Data longevity vs pricing

After I read most of the documentation, I am about to start using the API and came across this Note on a pinecone site:
https://docs.pinecone.io/docs/manage-indexes
_When you create an index, it runs as a service until you delete it. Users are
billed for running indexes, so we recommend you delete any indexes you’re not
using. This will minimize your costs.

That means that the DB I build with all the data/vectors from the documents that I previously segmented, embedded, etc. is getting destroyed. At the same time, I read on the pinecone site that it takes time to ingest the vectors (depending on the pod characteristics, data size, etc.) and that time could be in minutes and probably hours (depending on the document data size). I presume that in the scenario of 1000 documents of 100 pages each, it may take a while in order that user would be able eventually to query the DB.
So, obviously, I am asking myself - how it is all supposed to work? I either pay for a running service/index to run continuously and indefinitely (because how would I know when a company employee would need to query the DB) or let user wait for a while recreating DB and also pay for generating embeddings in order to bring the index service into a working state…

So one of the solutions someone told me would be - use collections:

using var pinecone = new PineconeClient(key, env);

await pinecone.CreateCollection(“index-name-backup”, source: “index-name”);
await pinecone.DeleteIndex(“index-name”);

But then:
Creating an index from a collection generally takes about 10 minutes. Creating a p2 index from a collection can take several hours when the number of vectors is on the order of 1M.

That means this task of creating and starting Index from Collection should be triggered at the beginning of the business day. Building a web service like that becomes a non-viable option though, unless you are opening yourself for a paid option… but then, the charges for 1,000 users using p1 would be $7,000/mo. to start from…

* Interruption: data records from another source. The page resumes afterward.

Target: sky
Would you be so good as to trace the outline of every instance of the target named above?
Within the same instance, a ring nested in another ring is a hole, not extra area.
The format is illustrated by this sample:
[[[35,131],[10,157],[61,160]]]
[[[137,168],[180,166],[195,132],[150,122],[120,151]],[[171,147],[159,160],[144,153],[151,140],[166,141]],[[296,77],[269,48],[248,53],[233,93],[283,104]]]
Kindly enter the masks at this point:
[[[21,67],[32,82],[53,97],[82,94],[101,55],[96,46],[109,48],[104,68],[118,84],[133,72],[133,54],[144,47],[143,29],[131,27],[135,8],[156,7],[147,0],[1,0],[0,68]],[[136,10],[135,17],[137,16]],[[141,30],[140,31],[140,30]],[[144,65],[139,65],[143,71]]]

Can anyone tell me where I am wrong here? Or is it correct that using Pinecone service in the enterprise would incur significant price tag?

Have you considered using one index with multiple namespaces, instead of a unique index for each user? See: Understanding multitenancy

I’d advise caution when dealing with Pinecone. Their pricing structure can be perplexing. I was billed twice my usual $70 monthly fee for a test index I barely used on just 3 documents. Their only response was to point me to the fine print and dismiss my concerns.

I don’t see how Multitenancy changes anything that I said. I wasn’t event talking about multiple customers but just one, with one pool of documents that the company accumulated for the last 30 years…
Do I make any mistake in calculating or quoting your website?